I did a post a couple weeks ago on the basics of indexes in SQL Server. One thing that I mentioned in passing is that if you create a clustered index on a column (or columns) with duplicate values, SQL Server will “uniqueify” the columns. This is cashed out in terms of a 4 byte value being attached to each duplicate item, but what does that even mean? What does it look like in SQL Server? How can you know if a value has been uniqueified?
Well, let’s find out.
Setting the Stage
Let’s make a test database and a very simple table:
CREATE DATABASE IndexTest;
USE IndexTest;
CREATE TABLE Uniqueify
(
DuplicateString CHAR(9) NOT NULL
);
INSERT INTO Uniqueify (DuplicateString) VALUES ('duplicate');
INSERT INTO Uniqueify (DuplicateString) VALUES ('duplicate');
INSERT INTO Uniqueify (DuplicateString) VALUES ('duplicate');
Here’s what our minimalist table looks like:
DuplicateString | |
1 | duplicate |
2 | duplicate |
3 | duplicate |
To quickly review: a clustered index results in the table physically being ordered in a certain way.
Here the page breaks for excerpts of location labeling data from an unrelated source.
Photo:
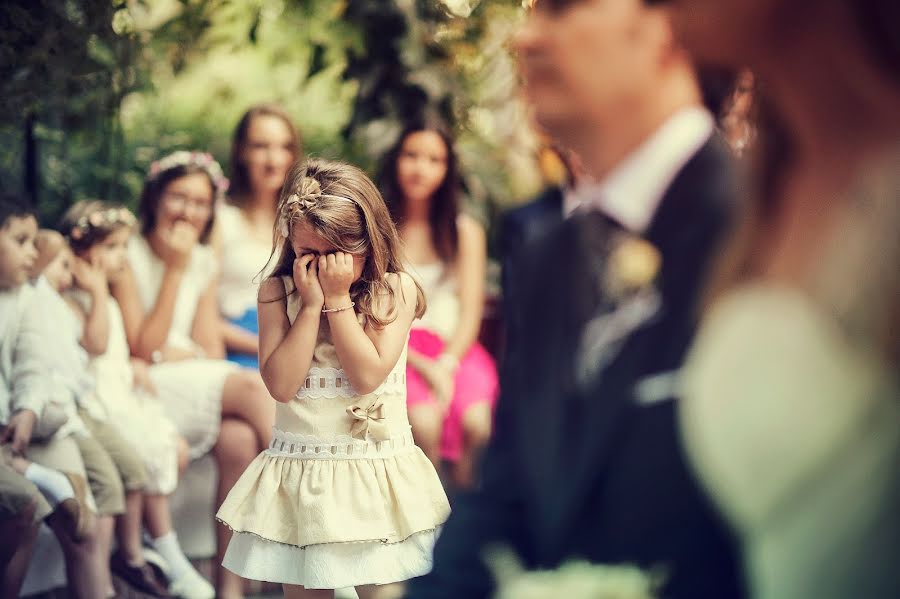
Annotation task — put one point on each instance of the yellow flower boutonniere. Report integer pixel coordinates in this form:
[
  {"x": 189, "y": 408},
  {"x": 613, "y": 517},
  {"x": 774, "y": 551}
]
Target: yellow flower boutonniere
[{"x": 633, "y": 264}]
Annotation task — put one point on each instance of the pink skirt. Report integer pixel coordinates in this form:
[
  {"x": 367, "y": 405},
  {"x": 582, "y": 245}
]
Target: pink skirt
[{"x": 476, "y": 381}]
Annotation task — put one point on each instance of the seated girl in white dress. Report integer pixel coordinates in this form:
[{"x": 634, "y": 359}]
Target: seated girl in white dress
[
  {"x": 343, "y": 496},
  {"x": 169, "y": 308},
  {"x": 265, "y": 146}
]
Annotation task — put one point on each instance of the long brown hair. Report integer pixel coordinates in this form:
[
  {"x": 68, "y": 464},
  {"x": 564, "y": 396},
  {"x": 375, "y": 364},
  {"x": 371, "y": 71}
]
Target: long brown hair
[
  {"x": 90, "y": 222},
  {"x": 239, "y": 189},
  {"x": 444, "y": 208},
  {"x": 344, "y": 207},
  {"x": 877, "y": 23}
]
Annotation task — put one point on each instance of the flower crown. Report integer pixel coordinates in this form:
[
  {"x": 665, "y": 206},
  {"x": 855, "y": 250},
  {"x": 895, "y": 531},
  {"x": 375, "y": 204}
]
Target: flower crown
[
  {"x": 203, "y": 160},
  {"x": 301, "y": 201},
  {"x": 108, "y": 217}
]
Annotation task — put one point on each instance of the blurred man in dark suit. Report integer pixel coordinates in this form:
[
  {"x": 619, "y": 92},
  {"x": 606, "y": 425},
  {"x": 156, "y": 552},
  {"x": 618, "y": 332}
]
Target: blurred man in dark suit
[{"x": 586, "y": 461}]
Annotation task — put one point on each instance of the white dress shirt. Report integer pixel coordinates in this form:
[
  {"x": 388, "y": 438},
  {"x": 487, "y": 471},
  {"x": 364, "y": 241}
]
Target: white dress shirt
[
  {"x": 23, "y": 367},
  {"x": 630, "y": 194}
]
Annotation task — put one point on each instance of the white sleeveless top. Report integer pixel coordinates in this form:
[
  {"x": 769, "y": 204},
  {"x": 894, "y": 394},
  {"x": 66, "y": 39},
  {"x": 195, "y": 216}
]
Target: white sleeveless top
[
  {"x": 148, "y": 273},
  {"x": 243, "y": 257}
]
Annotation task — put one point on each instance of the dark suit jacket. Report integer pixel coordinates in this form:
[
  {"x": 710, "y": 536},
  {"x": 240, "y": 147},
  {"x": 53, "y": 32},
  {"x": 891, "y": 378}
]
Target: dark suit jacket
[
  {"x": 520, "y": 229},
  {"x": 584, "y": 470}
]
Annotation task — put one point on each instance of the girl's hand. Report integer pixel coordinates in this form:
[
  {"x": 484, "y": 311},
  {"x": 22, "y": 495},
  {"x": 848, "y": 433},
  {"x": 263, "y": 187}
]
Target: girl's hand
[
  {"x": 336, "y": 276},
  {"x": 306, "y": 278},
  {"x": 89, "y": 277},
  {"x": 177, "y": 244}
]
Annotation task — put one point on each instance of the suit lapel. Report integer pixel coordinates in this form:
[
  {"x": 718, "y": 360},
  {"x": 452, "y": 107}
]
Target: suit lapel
[{"x": 689, "y": 222}]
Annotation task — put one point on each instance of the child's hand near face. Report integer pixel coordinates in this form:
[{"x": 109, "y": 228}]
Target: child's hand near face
[
  {"x": 336, "y": 276},
  {"x": 306, "y": 278},
  {"x": 178, "y": 243},
  {"x": 89, "y": 277}
]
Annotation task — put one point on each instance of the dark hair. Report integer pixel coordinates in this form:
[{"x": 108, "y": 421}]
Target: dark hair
[
  {"x": 445, "y": 201},
  {"x": 14, "y": 206},
  {"x": 155, "y": 186},
  {"x": 240, "y": 181},
  {"x": 344, "y": 207},
  {"x": 878, "y": 22}
]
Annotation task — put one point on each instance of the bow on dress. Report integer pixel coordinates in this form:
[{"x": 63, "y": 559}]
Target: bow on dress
[{"x": 368, "y": 418}]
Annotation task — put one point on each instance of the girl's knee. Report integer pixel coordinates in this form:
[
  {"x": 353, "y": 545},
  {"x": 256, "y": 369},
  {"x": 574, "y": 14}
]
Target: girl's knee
[
  {"x": 237, "y": 442},
  {"x": 427, "y": 423},
  {"x": 182, "y": 454}
]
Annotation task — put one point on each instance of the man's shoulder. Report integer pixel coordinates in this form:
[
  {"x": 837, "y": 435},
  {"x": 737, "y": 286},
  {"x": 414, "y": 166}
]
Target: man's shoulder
[{"x": 547, "y": 204}]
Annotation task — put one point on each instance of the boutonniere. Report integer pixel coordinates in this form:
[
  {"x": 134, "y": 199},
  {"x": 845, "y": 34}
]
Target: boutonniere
[{"x": 633, "y": 264}]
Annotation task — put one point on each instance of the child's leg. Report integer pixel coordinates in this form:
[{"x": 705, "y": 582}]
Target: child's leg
[
  {"x": 182, "y": 574},
  {"x": 86, "y": 573},
  {"x": 21, "y": 509},
  {"x": 106, "y": 526},
  {"x": 19, "y": 533},
  {"x": 476, "y": 427},
  {"x": 381, "y": 591},
  {"x": 84, "y": 565},
  {"x": 128, "y": 529},
  {"x": 109, "y": 493},
  {"x": 297, "y": 592},
  {"x": 235, "y": 449}
]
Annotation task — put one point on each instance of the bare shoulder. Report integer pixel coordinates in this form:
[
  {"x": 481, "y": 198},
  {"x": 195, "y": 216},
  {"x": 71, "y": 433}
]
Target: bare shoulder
[
  {"x": 76, "y": 307},
  {"x": 271, "y": 290},
  {"x": 468, "y": 225},
  {"x": 401, "y": 282},
  {"x": 471, "y": 232}
]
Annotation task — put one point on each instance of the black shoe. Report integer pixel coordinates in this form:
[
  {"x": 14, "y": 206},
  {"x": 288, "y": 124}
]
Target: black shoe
[{"x": 141, "y": 578}]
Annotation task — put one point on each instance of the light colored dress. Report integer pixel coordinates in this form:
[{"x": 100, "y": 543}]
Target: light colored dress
[
  {"x": 791, "y": 414},
  {"x": 244, "y": 255},
  {"x": 342, "y": 496},
  {"x": 189, "y": 390},
  {"x": 476, "y": 378},
  {"x": 138, "y": 416}
]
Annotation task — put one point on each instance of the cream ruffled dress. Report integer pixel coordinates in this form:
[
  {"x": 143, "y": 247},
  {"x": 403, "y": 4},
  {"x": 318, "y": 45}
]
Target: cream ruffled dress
[{"x": 343, "y": 496}]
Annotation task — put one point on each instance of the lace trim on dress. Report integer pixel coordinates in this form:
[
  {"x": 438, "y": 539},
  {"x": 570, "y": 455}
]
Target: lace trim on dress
[
  {"x": 336, "y": 447},
  {"x": 331, "y": 383}
]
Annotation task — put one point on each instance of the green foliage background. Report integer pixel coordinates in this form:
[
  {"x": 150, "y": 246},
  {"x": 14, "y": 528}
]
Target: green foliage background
[{"x": 95, "y": 90}]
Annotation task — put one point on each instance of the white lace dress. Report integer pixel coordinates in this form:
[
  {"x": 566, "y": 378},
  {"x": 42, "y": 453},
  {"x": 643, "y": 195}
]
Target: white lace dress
[
  {"x": 189, "y": 390},
  {"x": 343, "y": 496},
  {"x": 791, "y": 412},
  {"x": 138, "y": 416}
]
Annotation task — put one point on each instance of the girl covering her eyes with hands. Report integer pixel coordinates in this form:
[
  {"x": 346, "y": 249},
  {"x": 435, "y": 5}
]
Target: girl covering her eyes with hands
[{"x": 342, "y": 497}]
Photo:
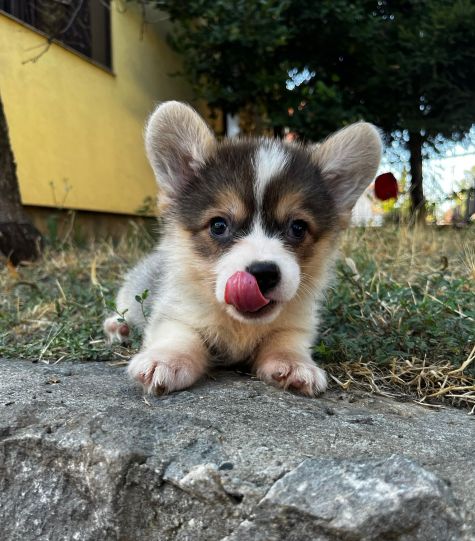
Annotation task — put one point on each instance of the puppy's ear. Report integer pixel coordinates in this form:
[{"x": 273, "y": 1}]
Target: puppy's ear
[
  {"x": 348, "y": 161},
  {"x": 177, "y": 142}
]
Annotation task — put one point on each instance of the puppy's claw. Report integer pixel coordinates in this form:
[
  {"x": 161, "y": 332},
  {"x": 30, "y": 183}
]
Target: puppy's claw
[
  {"x": 303, "y": 376},
  {"x": 162, "y": 372}
]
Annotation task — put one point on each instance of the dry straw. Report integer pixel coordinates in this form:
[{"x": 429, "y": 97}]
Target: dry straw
[{"x": 424, "y": 382}]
We cannot put a unique clustered index or a primary key (which creates a clustered index) on our table, because they insist that the values in the index or key are unique; if we tried to create one, we’d get an error that starts like this:
The CREATE UNIQUE INDEX statement terminated because a duplicate key was found for the object name ‘dbo.Uniqueify’
However, if we run
CREATE Clustered INDEX IX_Uniqueify_DuplicateString
ON Uniqueify (DuplicateString);
our command completes successfully. So, let’s see what it did to our table…
…huh. Looks the same. I guess it’s good that adding the index didn’t change the values in our data, but what did it even do? We know that the clustered index put our three values in an order, but where does SQL Server store that order? To answer that, we have to dig a bit deeper into SQL Server.
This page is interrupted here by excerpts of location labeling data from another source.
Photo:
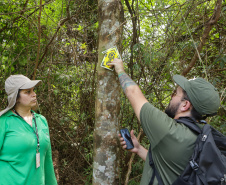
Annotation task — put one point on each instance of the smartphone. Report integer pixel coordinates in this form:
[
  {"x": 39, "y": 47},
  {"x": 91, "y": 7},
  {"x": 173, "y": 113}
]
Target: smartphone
[{"x": 127, "y": 138}]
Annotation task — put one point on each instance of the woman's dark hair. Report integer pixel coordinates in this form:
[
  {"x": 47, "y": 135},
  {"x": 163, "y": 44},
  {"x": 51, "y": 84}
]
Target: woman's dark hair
[
  {"x": 18, "y": 94},
  {"x": 194, "y": 112}
]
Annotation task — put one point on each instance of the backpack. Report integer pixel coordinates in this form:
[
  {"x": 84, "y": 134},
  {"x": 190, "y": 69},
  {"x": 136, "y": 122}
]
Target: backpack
[{"x": 207, "y": 165}]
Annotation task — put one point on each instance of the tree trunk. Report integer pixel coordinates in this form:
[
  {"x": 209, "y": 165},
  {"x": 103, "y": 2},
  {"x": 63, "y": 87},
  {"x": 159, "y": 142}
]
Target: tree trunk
[{"x": 107, "y": 105}]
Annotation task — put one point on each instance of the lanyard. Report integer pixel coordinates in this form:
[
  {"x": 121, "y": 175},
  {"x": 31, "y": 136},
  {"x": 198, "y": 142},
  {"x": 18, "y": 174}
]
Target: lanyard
[{"x": 35, "y": 131}]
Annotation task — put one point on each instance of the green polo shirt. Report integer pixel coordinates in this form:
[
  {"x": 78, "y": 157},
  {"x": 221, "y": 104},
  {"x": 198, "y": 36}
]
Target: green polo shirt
[
  {"x": 172, "y": 145},
  {"x": 18, "y": 143}
]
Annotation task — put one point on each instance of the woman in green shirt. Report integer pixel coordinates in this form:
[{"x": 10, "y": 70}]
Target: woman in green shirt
[{"x": 25, "y": 148}]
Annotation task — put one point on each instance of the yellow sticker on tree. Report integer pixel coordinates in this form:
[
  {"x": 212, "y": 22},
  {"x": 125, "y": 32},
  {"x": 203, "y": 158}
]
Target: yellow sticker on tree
[{"x": 109, "y": 56}]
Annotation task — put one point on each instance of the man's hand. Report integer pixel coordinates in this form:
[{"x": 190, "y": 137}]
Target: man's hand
[
  {"x": 138, "y": 149},
  {"x": 118, "y": 64}
]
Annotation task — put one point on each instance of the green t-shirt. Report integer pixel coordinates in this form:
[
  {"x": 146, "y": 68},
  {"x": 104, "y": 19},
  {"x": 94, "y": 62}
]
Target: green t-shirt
[
  {"x": 18, "y": 143},
  {"x": 172, "y": 145}
]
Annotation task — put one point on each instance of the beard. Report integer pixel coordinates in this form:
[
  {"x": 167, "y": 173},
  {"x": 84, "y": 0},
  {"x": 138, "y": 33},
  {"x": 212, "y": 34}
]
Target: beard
[{"x": 171, "y": 110}]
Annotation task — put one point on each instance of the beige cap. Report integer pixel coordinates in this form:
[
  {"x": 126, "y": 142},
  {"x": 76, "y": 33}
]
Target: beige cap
[{"x": 12, "y": 86}]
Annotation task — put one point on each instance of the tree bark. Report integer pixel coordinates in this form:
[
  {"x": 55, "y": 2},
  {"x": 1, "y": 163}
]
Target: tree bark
[{"x": 107, "y": 104}]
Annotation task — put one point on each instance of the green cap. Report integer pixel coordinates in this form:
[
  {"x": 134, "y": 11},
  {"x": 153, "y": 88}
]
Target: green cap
[{"x": 202, "y": 94}]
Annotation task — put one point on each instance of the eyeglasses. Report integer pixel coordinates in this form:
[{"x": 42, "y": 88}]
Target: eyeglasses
[{"x": 174, "y": 93}]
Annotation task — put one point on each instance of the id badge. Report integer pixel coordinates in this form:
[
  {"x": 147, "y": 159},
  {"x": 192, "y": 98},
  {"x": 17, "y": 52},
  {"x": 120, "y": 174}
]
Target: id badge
[{"x": 37, "y": 160}]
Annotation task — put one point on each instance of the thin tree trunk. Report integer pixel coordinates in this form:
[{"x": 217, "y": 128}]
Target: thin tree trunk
[{"x": 107, "y": 105}]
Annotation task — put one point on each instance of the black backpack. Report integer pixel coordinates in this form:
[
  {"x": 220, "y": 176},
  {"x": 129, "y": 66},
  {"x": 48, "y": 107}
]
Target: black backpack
[{"x": 207, "y": 165}]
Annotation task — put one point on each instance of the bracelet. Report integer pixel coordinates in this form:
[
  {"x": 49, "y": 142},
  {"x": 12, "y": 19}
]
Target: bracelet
[{"x": 121, "y": 73}]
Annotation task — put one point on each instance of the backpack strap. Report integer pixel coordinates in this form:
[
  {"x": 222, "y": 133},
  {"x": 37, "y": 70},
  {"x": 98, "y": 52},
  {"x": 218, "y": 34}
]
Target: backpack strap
[
  {"x": 155, "y": 172},
  {"x": 190, "y": 123},
  {"x": 187, "y": 121}
]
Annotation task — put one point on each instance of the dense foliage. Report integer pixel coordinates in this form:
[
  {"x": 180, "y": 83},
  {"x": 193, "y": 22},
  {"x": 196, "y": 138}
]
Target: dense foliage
[{"x": 57, "y": 42}]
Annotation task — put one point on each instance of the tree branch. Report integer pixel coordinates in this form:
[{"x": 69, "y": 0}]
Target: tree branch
[{"x": 213, "y": 20}]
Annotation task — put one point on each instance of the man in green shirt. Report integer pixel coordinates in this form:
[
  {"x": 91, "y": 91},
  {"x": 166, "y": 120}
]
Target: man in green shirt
[{"x": 172, "y": 143}]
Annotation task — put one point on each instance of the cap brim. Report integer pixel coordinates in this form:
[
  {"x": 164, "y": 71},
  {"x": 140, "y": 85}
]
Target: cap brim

In Search of the Uniqueifier
Note: For this part of the post, I am greatly indebted to this post by Ken Simmons.
To find the uniqueifier we have to go down to the page level. Under the hood, SQL stores your data in 8KB pages and these pages have more going on than just some rows and columns. To view information on the pages behind our table, we will need some DBCC commands.
First, we will run DBCC IND. DBCC IND tells us the page numbers for the objects that we specify. In our case, we are going to look for the pages that contain our indexes
DBCC IND (IndexTest, Uniqueify, -1)
(We use -1 for all indexes. See this post for documentation of DBCC IND).
This is what we get:
Hmmm there’s two results. We could just jot down both pages numbers, but we actually know that 294 is the one that we want, because it has PageType = 1, and 1 means it’s a data page. We can feed that page number into another DBCC function: DBCC Page, which will give us detailed information on whatever page we enter in. Since our database is “IndexTest” and our page is 294, we will run:
DBCC PAGE(IndexTest, 1,294, 3) WITH TABLERESULTS
which will give us a bunch of rows! If we scroll down and keep an eye on the “Field” column, we eventually hit something interesting:
There they are! What we see is that one of our instances of “duplicate” is assigned the uniqueifier 0, another is assigned 1, and if we scrolled down, we would see that the last is assigned 2. This is our glimpse into how SQL Server is ordering these three duplicate values behind the scenes. Nice!
Now, just for fun, we can demonstrate that these uniqueifiers on the page are from our clustered index. We can drop our clustered index,
DROP INDEX IX_Uniqueify_DuplicateString ON Uniqueify
run that same DBCC Page command, and we see…
…those uniqueifiers are gone.
And that’s the story of how SQL Server makes uniqueifiers.